Mobile QR Code
Title Mitigating Korean Semantic Ambiguity and Improving Classification Performance via Cross-attention-based Fusion of English Multi-representations
Authors 이태윤(Tae-Yoon Lee) ; 이승호(Seung-Ho Lee)
DOI https://doi.org/10.5573/ieie.2026.63.4.104
Page pp.104-109
ISSN 2287-5026
Keywords Agglutinative language; Supervised contrastive learning; Multilingual representation; Morphological awareness; Natural language processing
Abstract In this paper, we proposes a method of mitigating Korean semantic ambiguity and improving classification performance via cross-attention-based fusion of English multi-representations. Despite advancements in NLP, a performance gap persists for Korean due to its complex ending inflections and structural ambiguity compared to English-based models. To address this, our approach utilizes a machine-translated parallel corpus and reinforces fine-grained morphological details by extracting Jamo and character-level N-gram TF-IDF as auxiliary features. These heterogeneous features are fused via Cross-Attention, leveraging English's clear sentence constituents as cues to mutually complement Korean's semantic uncertainty.
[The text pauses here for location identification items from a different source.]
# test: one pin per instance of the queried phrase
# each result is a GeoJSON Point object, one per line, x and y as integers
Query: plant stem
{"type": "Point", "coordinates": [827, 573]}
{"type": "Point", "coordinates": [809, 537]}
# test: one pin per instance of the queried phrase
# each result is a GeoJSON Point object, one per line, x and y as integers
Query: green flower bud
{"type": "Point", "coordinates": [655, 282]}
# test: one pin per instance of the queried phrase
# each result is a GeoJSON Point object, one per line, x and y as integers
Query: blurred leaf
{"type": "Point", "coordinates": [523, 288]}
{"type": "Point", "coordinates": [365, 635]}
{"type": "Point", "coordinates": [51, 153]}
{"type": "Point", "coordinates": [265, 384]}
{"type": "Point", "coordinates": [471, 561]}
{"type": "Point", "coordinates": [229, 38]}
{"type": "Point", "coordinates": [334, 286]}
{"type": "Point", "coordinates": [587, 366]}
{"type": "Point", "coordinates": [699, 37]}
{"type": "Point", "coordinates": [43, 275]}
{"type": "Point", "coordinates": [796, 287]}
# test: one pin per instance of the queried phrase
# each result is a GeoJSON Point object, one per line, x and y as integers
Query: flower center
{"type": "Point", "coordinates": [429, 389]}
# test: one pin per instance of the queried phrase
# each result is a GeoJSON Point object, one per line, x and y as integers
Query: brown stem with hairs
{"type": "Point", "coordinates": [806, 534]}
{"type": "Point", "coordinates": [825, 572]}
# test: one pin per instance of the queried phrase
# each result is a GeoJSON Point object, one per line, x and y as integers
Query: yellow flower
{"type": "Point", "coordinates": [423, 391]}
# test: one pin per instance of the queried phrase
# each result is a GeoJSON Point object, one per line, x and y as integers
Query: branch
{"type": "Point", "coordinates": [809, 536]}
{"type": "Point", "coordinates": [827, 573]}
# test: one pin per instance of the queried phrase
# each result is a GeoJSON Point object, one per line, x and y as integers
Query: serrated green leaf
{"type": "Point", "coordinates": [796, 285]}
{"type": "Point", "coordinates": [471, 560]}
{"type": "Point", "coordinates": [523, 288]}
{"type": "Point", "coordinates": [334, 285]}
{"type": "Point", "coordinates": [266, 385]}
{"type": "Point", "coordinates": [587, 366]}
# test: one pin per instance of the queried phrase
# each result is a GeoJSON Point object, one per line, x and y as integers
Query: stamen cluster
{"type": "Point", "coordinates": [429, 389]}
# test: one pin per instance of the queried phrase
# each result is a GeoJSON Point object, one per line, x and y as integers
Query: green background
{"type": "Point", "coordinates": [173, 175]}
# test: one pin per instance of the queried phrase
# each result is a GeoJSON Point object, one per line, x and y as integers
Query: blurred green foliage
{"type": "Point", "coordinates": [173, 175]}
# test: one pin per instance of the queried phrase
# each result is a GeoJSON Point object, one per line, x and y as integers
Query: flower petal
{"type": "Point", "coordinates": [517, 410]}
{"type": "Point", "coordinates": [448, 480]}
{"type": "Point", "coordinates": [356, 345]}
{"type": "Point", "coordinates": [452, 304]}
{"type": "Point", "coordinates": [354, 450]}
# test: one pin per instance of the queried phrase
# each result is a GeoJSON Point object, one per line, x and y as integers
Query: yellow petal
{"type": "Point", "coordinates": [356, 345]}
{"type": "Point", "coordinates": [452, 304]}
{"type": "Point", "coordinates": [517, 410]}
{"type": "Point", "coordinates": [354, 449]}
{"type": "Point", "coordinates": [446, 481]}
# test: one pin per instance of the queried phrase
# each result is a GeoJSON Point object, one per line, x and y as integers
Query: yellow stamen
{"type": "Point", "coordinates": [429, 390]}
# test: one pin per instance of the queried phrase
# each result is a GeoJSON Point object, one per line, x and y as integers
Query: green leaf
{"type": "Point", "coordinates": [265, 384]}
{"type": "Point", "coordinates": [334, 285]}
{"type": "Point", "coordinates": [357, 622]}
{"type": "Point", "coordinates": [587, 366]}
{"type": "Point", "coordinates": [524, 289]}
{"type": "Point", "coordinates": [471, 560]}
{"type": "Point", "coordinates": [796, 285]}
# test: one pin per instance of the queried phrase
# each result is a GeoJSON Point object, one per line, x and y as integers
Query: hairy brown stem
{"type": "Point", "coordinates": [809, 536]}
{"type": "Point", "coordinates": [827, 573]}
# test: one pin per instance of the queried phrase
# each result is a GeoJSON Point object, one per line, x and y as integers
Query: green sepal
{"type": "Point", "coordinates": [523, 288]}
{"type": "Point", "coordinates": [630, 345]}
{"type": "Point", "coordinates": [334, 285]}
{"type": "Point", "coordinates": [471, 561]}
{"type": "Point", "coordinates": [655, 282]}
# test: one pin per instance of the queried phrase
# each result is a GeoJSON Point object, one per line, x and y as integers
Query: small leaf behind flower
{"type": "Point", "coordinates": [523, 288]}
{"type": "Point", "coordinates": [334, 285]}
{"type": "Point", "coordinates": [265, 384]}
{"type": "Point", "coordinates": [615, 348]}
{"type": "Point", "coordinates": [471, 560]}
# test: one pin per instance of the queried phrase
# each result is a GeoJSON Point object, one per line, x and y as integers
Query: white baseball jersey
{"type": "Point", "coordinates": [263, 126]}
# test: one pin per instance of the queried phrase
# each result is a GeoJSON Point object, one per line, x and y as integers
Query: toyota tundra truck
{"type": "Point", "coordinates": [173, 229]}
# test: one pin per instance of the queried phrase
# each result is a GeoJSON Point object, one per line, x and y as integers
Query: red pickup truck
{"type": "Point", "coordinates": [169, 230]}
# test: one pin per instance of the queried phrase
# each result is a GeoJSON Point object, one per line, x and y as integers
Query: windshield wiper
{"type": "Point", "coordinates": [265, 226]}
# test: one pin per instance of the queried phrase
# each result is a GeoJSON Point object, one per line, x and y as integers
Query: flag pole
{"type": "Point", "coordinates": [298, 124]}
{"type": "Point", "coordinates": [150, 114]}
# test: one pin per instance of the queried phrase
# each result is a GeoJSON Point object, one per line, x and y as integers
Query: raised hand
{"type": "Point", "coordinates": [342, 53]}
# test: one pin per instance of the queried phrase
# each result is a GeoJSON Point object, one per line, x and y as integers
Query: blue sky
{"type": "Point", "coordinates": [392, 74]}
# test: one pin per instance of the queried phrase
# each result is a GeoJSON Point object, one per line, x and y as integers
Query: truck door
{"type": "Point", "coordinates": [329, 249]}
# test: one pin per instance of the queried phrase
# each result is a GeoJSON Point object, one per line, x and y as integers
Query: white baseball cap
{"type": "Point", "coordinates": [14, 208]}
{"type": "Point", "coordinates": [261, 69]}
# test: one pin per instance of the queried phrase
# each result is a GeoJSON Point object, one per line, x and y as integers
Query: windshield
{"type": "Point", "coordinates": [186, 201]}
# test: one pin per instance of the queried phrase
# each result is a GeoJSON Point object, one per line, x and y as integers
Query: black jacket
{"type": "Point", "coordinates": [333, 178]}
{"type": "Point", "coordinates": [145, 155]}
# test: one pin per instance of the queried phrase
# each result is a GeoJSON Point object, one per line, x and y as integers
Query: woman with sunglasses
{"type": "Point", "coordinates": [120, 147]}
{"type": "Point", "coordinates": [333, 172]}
Furthermore, combining Supervised Contrastive Loss with Cross-Entropy Loss during training ensures model robustness by increasing vector cohesion against input variations. Experimental results on the K-MHaS dataset show that the proposed model achieves an F1-weighted score of 0.9317 and an accuracy of 0.9212, demonstrating significant improvement over existing monolingual models.